Dan Fried, Sanktionsbeauftragter des US-Außenministeriums, hält die Sanktionen gegen Russland für wirkungsvoll. Ohne sie wäre Russland "noch viel weiter gegangen", sagte Fried im DLF. Im Falle neuer russischer Aggressionen würden die USA handeln. Eine Entscheidung über Waffenlieferungen an die Ukraine gebe es aber nicht.

Daniel Fried im Gespräch mit Bettina Klein | 26.03.2015
    Der Sanktionsbeauftragte des US-Außenministeriums, Dan Fried, auf einer Aufnahme aus dem Jahr 2008.
    Der Sanktionsbeauftragte des US-Außenministeriums, Dan Fried, auf einer Aufnahme aus dem Jahr 2008. ( AFP / John Thys)
    Dan Fried betonte im Interview mit dem Deutschlandfunk, das Minsker Abkommen zum Ukraine-Konflikt sei noch nicht umgesetzt - daher würden die USA ihre Sanktionen gegen Russland aufrechterhalten und gegebenenfalls noch verschärfen. "Wir sind mit einer Reihe von Optionen auf eine Reihe von Szenarien vorbereitet", sagte der US-Diplomat, der im State Department in Washington die Sanktionspolitik koordiniert. Die USA stimmten sich in ihrem Vorgehen eng mit den Europäern ab.
    Das US-Repräsentantenhaus hat in dieser Woche den Präsidenten aufgefordert, militärische Unterstützung für die Ukraine zu liefern. Seit Wochen wird darüber in Washington diskutiert. Eine Entscheidung über die Lieferung tödlicher Waffen an die Ukraine gebe es nicht, betonte Fried.

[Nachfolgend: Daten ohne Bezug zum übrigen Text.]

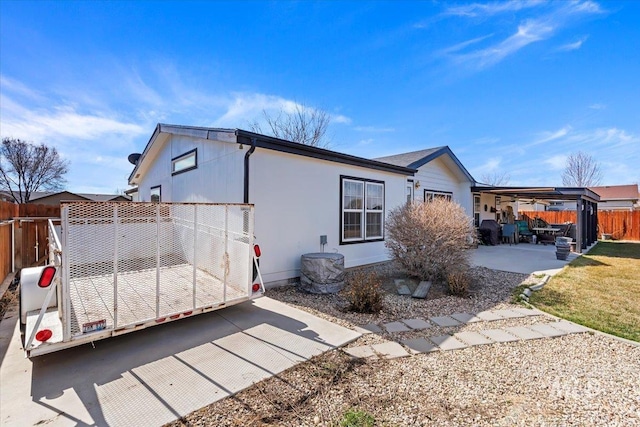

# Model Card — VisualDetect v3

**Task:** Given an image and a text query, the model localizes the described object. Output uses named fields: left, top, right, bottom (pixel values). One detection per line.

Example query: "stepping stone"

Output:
left=492, top=309, right=527, bottom=319
left=429, top=335, right=468, bottom=351
left=527, top=323, right=568, bottom=338
left=343, top=346, right=377, bottom=359
left=551, top=321, right=590, bottom=334
left=401, top=338, right=439, bottom=354
left=511, top=307, right=543, bottom=317
left=503, top=326, right=546, bottom=340
left=383, top=321, right=411, bottom=333
left=353, top=326, right=376, bottom=334
left=429, top=316, right=461, bottom=327
left=454, top=331, right=495, bottom=346
left=474, top=311, right=505, bottom=321
left=360, top=323, right=383, bottom=334
left=394, top=279, right=412, bottom=296
left=372, top=341, right=410, bottom=359
left=450, top=312, right=482, bottom=324
left=401, top=318, right=432, bottom=330
left=479, top=329, right=520, bottom=343
left=412, top=281, right=431, bottom=299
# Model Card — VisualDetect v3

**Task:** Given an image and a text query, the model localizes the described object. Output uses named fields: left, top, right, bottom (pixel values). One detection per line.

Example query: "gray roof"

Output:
left=374, top=147, right=444, bottom=168
left=2, top=190, right=130, bottom=203
left=374, top=146, right=475, bottom=182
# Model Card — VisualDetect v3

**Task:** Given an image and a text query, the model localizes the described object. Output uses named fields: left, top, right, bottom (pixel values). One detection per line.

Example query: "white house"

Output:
left=128, top=124, right=476, bottom=286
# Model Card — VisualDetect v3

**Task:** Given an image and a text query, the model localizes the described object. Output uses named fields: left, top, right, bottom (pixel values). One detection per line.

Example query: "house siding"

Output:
left=413, top=157, right=473, bottom=217
left=251, top=148, right=406, bottom=284
left=137, top=134, right=244, bottom=203
left=136, top=133, right=406, bottom=285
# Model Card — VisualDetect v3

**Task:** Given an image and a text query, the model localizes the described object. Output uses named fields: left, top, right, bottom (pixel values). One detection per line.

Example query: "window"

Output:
left=473, top=194, right=481, bottom=227
left=406, top=180, right=414, bottom=203
left=150, top=185, right=161, bottom=203
left=424, top=189, right=452, bottom=202
left=172, top=149, right=197, bottom=175
left=341, top=176, right=385, bottom=243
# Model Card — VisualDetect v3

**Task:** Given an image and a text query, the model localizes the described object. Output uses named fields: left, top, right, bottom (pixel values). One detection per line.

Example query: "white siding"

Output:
left=413, top=157, right=473, bottom=217
left=136, top=133, right=407, bottom=285
left=137, top=135, right=244, bottom=203
left=251, top=148, right=406, bottom=284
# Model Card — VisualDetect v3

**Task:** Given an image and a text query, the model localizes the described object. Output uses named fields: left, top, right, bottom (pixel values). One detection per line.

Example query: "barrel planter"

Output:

    Das Interview in voller Länge:
    Dirk Müller: Das amerikanische Repräsentantenhaus hat in dieser Woche den Präsidenten nachdrücklich aufgefordert, militärische Unterstützung für die Ukraine zu liefern. Seit Wochen wird darüber in Washington heftig diskutiert, fühlt sich Barack Obama nun gedrängt, den Kurs zu ändern. Wir konnten darüber mit dem amerikanischen Diplomaten Daniel Fried sprechen. Er Koordiniert im State Departement in Washington, also im Außenministerium dort, die Sanktionspolitik. Haben die Sanktionen aus Sicht der US-Regierung bisher Ergebnisse gebracht? Diese Frage hat meine Kollegin Bettina Klein dem früheren Botschafter gestern Abend gestellt.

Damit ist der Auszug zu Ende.